How was your parents’ relationship?
It was an intimate relationship. Necessarily. But it is also a fact that dealing with my father was anything but easy for my mother, and he was the dominant part in this relationship. This relationship was only possible because my mother was able to step back more often than she would have liked. As she got older, however, she became cheekier, resisted more and sometimes even verbally spanked his ass. The two became significantly closer again in 1999. When my father separated from Mrs. Duda.
July 22, 1999: “Petra and Marlene’s departure. The children came late, as always in the last few days, and I had the feeling that Petra would have preferred to stay at home. She, on the other hand, had the feeling, she said, that I I would have preferred to have spent the evening without them. (…) Can’t Petra imagine that after the stroke I absorbed some things with less concentration? Some things I didn’t quite notice at all? ‘What’s the matter with you two? What about you?’, Marlene said . ‘We have a row. There is. I’ll buy you a taxi now, you can go home.’ I kissed Marlene and they were gone. I think the really sad time for me is now.”
Daniel Krug about his father: “I have his choleric streak, which I’m not proud of”
What qualities do you inherit from your father?
The good and the bad. Highly sensitive and a sense of justice and injustice. But I also have his choleric streak, which I’m not proud of.
You saw your father as a dominant and strong man – and saw him weak and suffering…
This is not easy to put into words. It’s harder for me than anything else. Even though he was becoming frail, and even though he was out of his mind at the very end, he still let his own will rule him. It was hard enough to keep him from getting out of bed because he was too weak and fell.
June 15, 1998: “During the day I keep falling asleep like an old man. I can still get out of bed, can still hear and see. But otherwise I’m not far from the disease. I’m limp and listless, my knees buckle, I leave hardly the house anymore. (…) Sigmund Freud is said to have received a high dose of morphine from a confidant. He didn’t want to become ill. Would I have a friend like that when the time came?”
Do you remember the last moment together?
I wasn’t there when he died. I was on my way to my in-laws on the North Sea with my family. I just didn’t think it would happen so quickly. He died at home in the presence of my mother and sister.
Would you like to say something else to him?
no There’s just one thing that still bothers me sometimes. My father recognized my own talent for music and especially rhythm early on. He knew enough musicians and really could have given me a different kind of music education.

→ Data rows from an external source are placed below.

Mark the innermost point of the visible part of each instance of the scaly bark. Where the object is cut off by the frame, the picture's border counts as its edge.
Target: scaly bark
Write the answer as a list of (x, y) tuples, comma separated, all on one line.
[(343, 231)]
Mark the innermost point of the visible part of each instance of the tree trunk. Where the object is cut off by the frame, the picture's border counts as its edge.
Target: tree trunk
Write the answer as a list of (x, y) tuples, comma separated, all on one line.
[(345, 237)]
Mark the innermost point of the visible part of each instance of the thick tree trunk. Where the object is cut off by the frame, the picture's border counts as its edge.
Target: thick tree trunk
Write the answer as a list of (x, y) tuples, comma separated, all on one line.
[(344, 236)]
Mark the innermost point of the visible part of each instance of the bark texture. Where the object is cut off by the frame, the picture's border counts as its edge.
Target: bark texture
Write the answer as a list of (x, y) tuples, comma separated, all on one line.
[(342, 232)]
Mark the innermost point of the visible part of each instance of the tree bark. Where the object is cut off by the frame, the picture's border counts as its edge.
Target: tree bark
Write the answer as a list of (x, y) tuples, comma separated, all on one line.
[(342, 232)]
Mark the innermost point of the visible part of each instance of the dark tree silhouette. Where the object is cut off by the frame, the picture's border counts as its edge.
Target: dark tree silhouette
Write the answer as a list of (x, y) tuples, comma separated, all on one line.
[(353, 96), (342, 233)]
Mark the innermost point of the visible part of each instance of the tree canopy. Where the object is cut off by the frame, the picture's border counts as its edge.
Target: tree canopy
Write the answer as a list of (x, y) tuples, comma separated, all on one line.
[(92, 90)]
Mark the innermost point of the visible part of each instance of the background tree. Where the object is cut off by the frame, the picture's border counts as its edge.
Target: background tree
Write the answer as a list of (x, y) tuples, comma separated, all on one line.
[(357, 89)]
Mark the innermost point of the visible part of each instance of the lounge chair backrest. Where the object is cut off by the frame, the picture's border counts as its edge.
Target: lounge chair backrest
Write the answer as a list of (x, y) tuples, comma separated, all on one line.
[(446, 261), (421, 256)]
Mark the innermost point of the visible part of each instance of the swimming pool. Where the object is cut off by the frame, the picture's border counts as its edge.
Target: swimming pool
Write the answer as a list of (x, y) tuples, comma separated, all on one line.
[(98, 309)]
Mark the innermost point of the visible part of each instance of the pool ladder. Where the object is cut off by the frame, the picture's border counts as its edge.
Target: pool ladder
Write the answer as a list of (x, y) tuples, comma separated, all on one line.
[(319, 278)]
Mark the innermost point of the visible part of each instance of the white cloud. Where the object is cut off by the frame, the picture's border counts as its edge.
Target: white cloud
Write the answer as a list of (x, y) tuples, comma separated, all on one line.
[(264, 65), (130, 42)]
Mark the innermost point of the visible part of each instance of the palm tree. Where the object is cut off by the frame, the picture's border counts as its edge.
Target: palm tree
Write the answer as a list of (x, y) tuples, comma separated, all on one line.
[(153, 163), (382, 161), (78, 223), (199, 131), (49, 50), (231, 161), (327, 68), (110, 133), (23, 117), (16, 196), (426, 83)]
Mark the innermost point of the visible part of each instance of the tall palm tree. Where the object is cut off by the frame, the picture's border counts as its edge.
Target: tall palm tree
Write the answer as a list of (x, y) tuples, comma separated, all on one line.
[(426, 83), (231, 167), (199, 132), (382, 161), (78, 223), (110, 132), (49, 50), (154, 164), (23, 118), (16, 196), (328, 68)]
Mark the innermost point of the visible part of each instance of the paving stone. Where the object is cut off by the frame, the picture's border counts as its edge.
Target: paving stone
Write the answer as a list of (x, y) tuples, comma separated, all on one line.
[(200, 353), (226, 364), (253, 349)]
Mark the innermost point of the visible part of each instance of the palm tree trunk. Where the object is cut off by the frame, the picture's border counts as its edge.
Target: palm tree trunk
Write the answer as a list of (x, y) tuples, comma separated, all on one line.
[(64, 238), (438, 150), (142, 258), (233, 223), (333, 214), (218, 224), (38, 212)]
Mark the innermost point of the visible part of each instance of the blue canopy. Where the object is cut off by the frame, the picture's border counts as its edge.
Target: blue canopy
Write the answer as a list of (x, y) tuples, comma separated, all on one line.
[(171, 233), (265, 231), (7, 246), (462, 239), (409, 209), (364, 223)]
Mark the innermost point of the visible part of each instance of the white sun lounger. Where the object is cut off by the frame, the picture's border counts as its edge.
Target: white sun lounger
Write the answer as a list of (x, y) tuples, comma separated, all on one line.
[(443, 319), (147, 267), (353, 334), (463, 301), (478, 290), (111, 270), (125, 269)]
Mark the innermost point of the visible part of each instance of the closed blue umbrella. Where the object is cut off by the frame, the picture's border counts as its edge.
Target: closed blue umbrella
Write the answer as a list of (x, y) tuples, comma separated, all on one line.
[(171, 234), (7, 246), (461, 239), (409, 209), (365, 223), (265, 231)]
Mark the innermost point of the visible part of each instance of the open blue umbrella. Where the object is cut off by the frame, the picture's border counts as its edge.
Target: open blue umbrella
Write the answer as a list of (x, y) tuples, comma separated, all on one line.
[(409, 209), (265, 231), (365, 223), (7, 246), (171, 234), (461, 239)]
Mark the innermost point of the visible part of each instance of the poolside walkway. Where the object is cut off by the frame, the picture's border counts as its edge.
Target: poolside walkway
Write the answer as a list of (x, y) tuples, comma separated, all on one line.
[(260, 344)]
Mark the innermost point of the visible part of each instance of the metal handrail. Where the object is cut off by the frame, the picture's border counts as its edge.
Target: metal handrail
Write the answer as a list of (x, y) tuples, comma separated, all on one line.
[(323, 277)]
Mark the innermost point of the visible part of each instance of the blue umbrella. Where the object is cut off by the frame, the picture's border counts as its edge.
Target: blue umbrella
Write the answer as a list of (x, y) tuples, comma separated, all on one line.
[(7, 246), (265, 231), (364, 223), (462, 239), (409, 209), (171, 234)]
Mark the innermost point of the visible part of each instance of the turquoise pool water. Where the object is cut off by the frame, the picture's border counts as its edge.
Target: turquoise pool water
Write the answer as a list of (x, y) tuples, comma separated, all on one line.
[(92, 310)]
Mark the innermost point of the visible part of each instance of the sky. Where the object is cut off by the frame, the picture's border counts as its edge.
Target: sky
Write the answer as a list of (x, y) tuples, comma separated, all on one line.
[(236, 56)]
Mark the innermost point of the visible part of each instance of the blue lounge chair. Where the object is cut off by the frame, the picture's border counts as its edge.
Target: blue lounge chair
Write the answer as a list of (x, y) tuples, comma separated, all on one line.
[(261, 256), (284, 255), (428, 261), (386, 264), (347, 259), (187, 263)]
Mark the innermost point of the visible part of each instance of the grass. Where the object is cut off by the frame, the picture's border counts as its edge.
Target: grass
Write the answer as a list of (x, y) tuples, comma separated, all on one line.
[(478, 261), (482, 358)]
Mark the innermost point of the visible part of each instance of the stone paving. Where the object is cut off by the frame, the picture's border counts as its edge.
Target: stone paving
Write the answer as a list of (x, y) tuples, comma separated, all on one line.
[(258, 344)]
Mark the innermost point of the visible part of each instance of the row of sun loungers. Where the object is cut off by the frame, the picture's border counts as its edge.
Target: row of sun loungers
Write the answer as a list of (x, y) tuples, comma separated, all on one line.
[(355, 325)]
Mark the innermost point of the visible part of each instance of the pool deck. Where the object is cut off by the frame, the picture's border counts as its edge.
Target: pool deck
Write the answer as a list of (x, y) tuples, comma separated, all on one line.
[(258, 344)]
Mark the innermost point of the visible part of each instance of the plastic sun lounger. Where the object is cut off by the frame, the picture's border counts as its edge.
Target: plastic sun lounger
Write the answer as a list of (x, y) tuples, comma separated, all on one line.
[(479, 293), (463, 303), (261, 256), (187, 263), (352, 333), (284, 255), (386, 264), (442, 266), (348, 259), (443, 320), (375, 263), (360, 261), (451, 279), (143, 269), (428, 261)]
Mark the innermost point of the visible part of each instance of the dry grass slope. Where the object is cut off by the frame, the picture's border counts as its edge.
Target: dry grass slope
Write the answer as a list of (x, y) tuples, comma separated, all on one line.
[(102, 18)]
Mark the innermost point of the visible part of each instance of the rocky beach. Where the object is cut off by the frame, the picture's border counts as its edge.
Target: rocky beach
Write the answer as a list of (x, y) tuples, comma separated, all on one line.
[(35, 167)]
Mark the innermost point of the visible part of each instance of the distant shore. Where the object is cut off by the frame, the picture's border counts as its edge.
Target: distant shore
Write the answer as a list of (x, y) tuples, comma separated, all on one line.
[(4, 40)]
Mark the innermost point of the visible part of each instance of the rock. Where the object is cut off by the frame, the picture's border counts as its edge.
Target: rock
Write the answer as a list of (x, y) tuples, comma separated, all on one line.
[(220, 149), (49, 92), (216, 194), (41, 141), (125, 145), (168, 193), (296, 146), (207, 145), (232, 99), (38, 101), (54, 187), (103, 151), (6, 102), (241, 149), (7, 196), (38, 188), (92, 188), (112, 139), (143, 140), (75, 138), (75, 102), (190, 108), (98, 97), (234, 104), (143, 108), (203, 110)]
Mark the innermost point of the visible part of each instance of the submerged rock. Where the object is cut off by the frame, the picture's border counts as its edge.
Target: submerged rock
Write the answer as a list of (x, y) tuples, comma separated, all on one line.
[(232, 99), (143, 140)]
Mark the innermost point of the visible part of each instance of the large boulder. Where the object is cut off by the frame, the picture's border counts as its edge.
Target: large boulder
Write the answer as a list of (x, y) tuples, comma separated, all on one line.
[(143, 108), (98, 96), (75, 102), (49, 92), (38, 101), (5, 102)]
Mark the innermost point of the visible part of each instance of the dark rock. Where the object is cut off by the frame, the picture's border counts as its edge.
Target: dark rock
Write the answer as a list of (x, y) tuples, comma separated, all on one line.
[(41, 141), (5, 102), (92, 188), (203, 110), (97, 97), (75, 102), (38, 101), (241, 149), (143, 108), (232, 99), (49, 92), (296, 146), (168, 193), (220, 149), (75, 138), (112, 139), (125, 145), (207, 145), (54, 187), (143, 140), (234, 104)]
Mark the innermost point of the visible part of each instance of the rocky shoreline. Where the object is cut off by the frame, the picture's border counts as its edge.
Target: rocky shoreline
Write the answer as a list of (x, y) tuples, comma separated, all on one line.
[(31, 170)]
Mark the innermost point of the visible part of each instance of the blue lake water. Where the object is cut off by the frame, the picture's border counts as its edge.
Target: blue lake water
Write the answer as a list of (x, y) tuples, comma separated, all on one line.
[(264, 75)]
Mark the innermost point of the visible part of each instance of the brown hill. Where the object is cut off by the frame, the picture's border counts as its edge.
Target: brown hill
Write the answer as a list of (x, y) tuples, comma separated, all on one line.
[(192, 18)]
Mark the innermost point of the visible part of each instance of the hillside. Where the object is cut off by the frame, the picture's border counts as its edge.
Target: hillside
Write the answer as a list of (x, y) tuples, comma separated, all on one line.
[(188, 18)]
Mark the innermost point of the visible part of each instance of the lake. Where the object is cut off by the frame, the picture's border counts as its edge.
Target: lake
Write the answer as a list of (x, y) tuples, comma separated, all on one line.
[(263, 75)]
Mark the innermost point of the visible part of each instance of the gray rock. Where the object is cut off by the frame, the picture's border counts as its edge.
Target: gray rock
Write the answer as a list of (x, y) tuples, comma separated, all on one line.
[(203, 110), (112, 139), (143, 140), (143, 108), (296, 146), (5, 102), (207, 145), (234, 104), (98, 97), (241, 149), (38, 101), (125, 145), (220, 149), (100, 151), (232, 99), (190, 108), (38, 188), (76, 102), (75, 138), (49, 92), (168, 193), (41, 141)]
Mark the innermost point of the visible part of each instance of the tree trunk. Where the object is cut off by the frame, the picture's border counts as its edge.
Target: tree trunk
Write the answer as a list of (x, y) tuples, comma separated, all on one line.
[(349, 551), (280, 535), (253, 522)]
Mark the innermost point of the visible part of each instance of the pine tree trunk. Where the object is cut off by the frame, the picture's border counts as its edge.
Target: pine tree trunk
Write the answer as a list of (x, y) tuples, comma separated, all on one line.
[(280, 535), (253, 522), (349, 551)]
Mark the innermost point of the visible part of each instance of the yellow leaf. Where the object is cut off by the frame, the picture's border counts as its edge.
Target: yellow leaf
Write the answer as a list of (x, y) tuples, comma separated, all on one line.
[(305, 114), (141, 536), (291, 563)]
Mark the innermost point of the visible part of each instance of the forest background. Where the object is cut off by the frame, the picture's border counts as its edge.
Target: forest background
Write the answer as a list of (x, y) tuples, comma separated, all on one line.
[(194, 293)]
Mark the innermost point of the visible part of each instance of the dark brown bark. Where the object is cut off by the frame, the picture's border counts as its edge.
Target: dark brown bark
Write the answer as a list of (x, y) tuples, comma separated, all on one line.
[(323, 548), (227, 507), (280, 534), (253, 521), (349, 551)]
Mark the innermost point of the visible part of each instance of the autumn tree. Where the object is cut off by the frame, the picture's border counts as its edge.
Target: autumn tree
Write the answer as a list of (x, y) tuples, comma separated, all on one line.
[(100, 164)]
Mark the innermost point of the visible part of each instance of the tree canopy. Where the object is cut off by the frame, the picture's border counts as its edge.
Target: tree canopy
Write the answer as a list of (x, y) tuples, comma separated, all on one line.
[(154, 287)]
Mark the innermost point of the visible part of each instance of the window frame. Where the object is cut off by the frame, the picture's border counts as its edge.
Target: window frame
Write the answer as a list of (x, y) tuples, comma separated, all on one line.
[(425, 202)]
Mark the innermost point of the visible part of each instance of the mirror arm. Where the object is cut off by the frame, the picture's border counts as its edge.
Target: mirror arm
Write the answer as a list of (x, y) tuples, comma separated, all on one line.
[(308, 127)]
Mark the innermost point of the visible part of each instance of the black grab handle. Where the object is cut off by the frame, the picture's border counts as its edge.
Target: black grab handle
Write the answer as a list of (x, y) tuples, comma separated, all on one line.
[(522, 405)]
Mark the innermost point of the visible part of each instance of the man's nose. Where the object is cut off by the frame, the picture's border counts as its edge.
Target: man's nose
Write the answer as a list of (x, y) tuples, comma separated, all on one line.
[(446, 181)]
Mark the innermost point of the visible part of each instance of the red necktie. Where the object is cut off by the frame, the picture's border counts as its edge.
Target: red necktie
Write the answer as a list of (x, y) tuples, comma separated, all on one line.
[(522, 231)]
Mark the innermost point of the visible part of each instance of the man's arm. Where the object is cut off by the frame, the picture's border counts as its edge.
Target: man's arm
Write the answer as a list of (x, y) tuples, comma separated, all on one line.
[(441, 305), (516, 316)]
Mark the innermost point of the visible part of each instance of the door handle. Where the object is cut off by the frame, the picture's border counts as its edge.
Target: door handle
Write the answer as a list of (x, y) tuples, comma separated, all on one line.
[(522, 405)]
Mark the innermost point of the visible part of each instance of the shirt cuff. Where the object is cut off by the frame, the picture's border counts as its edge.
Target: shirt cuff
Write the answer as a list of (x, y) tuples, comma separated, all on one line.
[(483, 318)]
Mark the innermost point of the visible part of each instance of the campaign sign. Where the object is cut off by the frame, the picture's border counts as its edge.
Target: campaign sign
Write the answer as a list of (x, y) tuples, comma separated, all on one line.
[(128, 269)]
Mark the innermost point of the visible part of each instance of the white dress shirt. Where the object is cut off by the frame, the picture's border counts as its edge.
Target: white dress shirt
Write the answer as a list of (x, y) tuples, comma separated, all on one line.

But he had me learn to play the piano from an elderly lady who had already retired, and within a few months she unfortunately managed to completely destroy my musical motivation for the next few years. It was probably the more archaic part of his nature that spoke inwardly: “He has to do it alone, after all I worked everything out for myself.” That’s all I’m struggling with. Otherwise everything is fine.
*The 1996/97 diaries were published last year. Daniel Krug recorded the audio book.